In 2015 Alexander Grabovetskiy was Editors' Choice to be Awarded with Woodworking Excellence in category: Turnings, Carvings & Objets d’Art by Popular Woodworking Magazine.

==Biography==
Grabovetskiy was born on July 4, 1973, in the Russian town of Dimitrovgrad. His grandfather taught him basic woodcarving techniques at six-years old, and at 16 he was taken on as an apprentice by renowned carver Vladimir Tokarev.

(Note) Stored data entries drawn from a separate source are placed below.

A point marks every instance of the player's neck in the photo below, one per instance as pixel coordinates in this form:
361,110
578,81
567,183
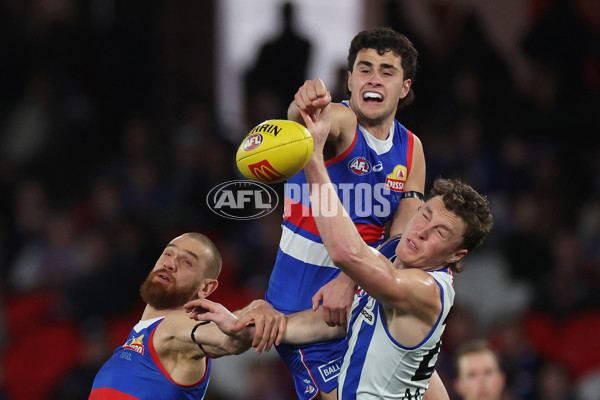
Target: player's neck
151,312
378,129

Due to his faith and his refusal to enlist in the Soviet Armed Forces, Grabovetskiy was imprisoned by the Soviet authorities. He was freed after two years as part of an Amnesty International campaign for prisoners of faith incarcerated by the USSR. In prison he began a business making furniture and kitchen sets, and finding no work upon his release at the age of 21 years, he continued on to run his own woodworking enterprise.

In 1996, Grabovetskiy immigrated as a political refugee to the United States together with his wife Nadia and their 10-month-old son. The woodworking and custom home building business that he established in Goshen, Indiana, Aalmark LLC, employed a number of expert craftsmen who were also Christian refugees from the former Soviet Union. He currently works in South Florida.

==Teaching==
Grabovetskiy teaches woodcarving online and in person at various woodcarving schools.